Of course, if you do this, you'll get a lower efficiency than if you'd used a similar gas-powered car that was not a hybrid. On a long, straight run, the conversion of the mechanical energy to electricity and back to mechanical energy, plus the hauling around of batteries, etc results in lower overall efficiency. This is why we probably won't be seeing long-haul trucks using hybrid technology--it's a loser, a non-appropriate technology for this type of driving.

Why not put small windmills on the top of the trucks and use that energy??
 
Of course, if you do this, you'll get a lower efficiency than if you'd used a similar gas-powered car that was not a hybrid. On a long, straight run, the conversion of the mechanical energy to electricity and back to mechanical energy, plus the hauling around of batteries, etc results in lower overall efficiency.

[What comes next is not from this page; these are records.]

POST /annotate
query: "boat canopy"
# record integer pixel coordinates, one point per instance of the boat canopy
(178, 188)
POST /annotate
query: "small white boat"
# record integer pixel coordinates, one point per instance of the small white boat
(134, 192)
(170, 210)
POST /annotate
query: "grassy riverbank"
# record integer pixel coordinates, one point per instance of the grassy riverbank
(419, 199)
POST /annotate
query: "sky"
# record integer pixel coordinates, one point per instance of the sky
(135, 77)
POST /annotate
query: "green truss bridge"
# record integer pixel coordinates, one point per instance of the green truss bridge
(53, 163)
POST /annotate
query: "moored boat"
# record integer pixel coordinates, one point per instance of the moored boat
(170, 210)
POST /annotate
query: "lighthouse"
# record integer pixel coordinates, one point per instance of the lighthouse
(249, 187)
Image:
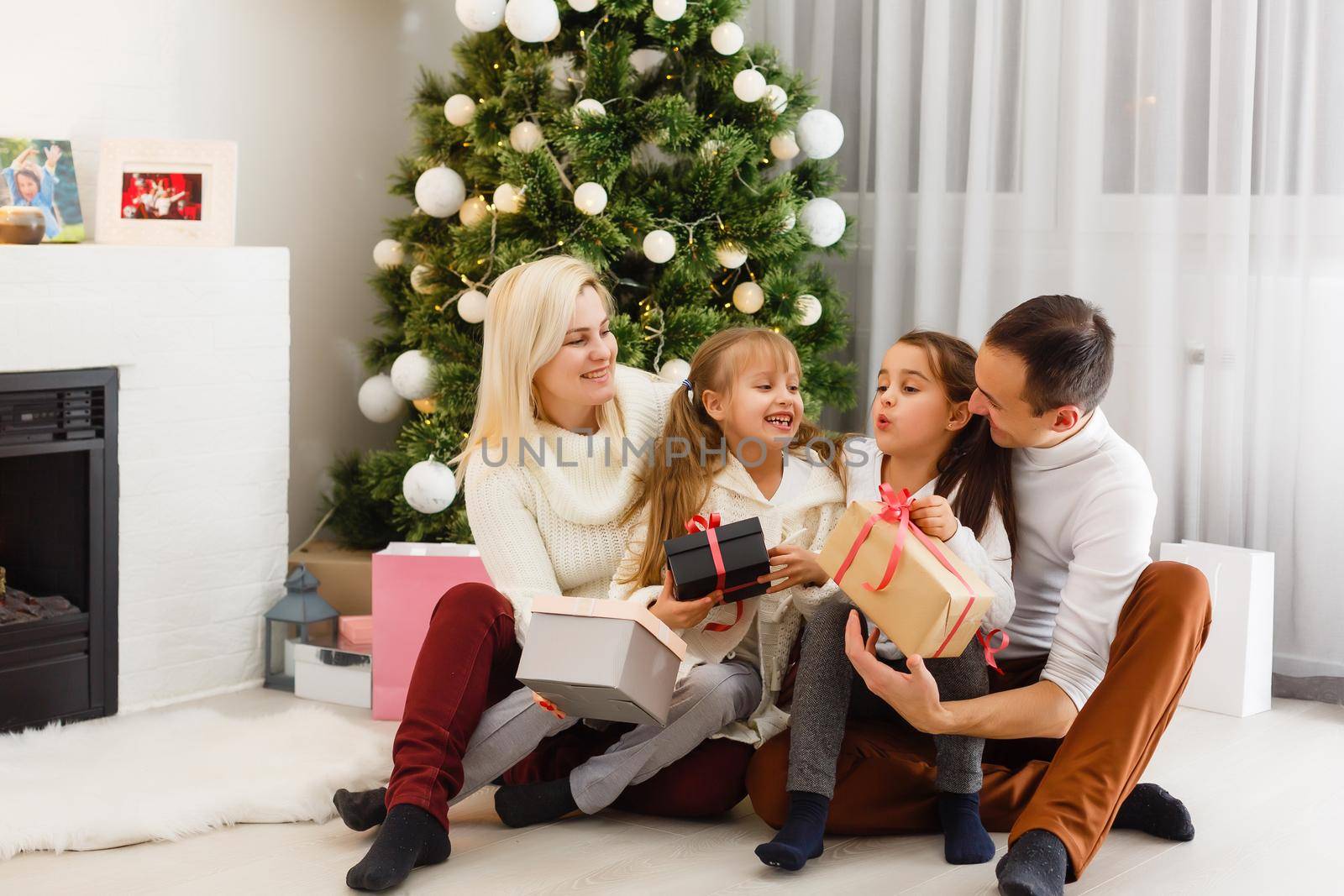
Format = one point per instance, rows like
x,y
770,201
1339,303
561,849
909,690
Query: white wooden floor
x,y
1267,794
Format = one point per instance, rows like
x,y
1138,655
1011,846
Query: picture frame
x,y
168,192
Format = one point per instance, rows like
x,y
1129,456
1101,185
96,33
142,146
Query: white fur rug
x,y
168,774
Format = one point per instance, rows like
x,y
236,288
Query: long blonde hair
x,y
675,488
528,316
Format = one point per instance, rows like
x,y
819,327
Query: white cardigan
x,y
553,527
804,520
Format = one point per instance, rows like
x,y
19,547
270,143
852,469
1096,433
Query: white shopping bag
x,y
1233,672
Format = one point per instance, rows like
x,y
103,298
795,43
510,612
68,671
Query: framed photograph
x,y
168,192
38,179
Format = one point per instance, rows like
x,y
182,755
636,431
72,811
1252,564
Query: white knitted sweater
x,y
804,520
553,527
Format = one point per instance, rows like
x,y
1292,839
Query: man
x,y
1101,644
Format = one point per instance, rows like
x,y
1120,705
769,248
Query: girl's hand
x,y
683,614
934,516
796,566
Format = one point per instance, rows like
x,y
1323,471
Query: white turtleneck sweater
x,y
553,526
1085,520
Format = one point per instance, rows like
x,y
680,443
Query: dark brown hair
x,y
1068,347
974,465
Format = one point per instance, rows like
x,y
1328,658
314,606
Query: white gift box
x,y
1233,673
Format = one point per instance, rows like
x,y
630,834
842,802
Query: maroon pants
x,y
465,665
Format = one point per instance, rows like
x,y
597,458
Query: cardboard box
x,y
606,660
924,609
409,579
344,575
741,550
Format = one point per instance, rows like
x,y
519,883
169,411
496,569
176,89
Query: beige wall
x,y
315,93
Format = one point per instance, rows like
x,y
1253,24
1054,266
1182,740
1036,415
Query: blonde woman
x,y
544,499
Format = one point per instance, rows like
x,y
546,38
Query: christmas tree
x,y
638,136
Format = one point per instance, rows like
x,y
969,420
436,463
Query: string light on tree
x,y
727,38
460,109
429,486
378,401
531,20
389,254
526,137
820,134
440,191
413,375
749,297
659,246
470,305
591,197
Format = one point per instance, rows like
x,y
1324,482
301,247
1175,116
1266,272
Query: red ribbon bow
x,y
707,524
895,510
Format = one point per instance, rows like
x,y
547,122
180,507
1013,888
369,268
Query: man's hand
x,y
683,614
790,566
914,694
934,516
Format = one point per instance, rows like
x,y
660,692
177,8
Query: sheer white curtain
x,y
1178,163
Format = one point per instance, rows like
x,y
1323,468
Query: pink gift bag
x,y
409,579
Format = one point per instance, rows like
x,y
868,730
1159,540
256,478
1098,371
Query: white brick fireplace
x,y
201,342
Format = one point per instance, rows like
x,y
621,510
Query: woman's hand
x,y
796,566
683,614
934,516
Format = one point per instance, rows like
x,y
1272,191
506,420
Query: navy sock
x,y
410,837
1035,866
964,837
800,839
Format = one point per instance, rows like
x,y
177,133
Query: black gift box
x,y
745,559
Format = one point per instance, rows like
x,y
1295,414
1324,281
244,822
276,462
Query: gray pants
x,y
707,699
828,691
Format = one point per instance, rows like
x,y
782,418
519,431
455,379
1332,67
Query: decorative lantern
x,y
304,610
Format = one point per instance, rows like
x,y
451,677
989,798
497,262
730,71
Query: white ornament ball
x,y
784,147
378,401
429,486
474,211
647,60
659,246
413,375
460,109
730,255
470,305
387,254
480,15
669,9
727,38
820,134
440,191
589,107
508,199
823,221
675,369
806,311
524,136
749,85
749,297
531,20
591,197
420,280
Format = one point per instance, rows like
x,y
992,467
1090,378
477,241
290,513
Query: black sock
x,y
800,839
523,805
362,809
1155,812
964,837
409,839
1035,866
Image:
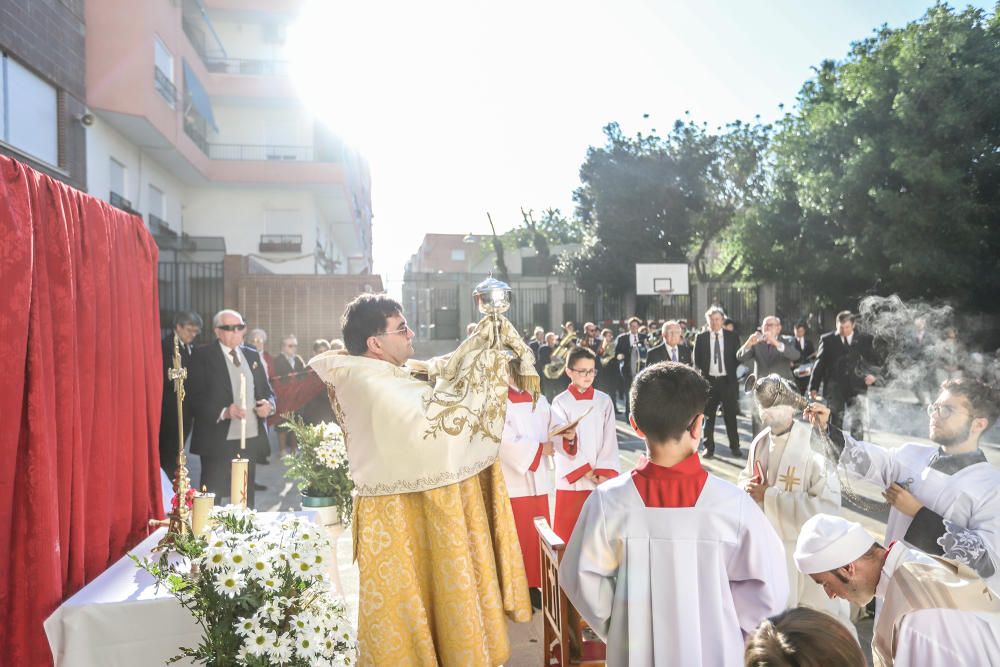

There is an offsetting factor, that *may* provide better highway mileage for hybrids. Because you draw on the motor/battery for acceleration, the ICE is significantly smaller. But still large enough to propel the car at highway speeds. That bigger engine in a non hybrid is really only needed for acceleration.

It depends on a lot of factors, but a 1.3L engine carrying around a battery and motor *may* get better mileage than a 1.8L moving that same car at highway speeds. Less throttle drag, and less overall friction. And the smaller engine in a hybrid offsets some the extra weight from the battery/motor.

Well, the Honda Civiv comes both ways:

(City/Highway/Combined) - curb weight
Civic: ...........25/36/29 ...2751 (LX) 2806 (EX)?
Civic Hybrid: 40/45/42 ...2877

They don't list 0-60 times on the site, I don't know of performance is comparable or not. But 45> 36.

-ERD50
 
All the more reason to "encourage" off peak usage with tiered time-of-day pricing.

If Mr. Public could recharge his electric car for 18 cents per kWh during the day and 10 cents overnight, you might see this dangled carrot influencing behavior.

Of course with that sort of incentive, Mr. Public would simply procure a spare set of batteries or 2, and charge at night, then feed it back in the grid during the day, arbitraging the rate. No end to the fun >:D>:D>:D
 
Of course with that sort of incentive, Mr. Public would simply procure a spare set of batteries or 2, and charge at night, then feed it back in the grid during the day, arbitraging the rate. No end to the fun >:D>:D>:D

And if the rates reflect real costs, that would be a good thing.

Peak power is very expensive - electric companies need a grid and power stations big enough to handle the max, which only occurs a few percent of time. And the batteries feeding back during the day could cut grid use by 2X; you would draw your own power from it, and supply that power out also. And you would have a backup power system. Only trouble is, we will need much cheaper batteries.

At an $0.08 delta, a 50KWhr battery (that's what the Tesla has), you would 'earn' $4 on a full charge/discharge cycle. Assuming they would pay you the retail rates.

$4 *365 days = $1460. When I can buy that battery pack for $5000 or so and inverter and everything else for another grand or two, I'd seriously consider it.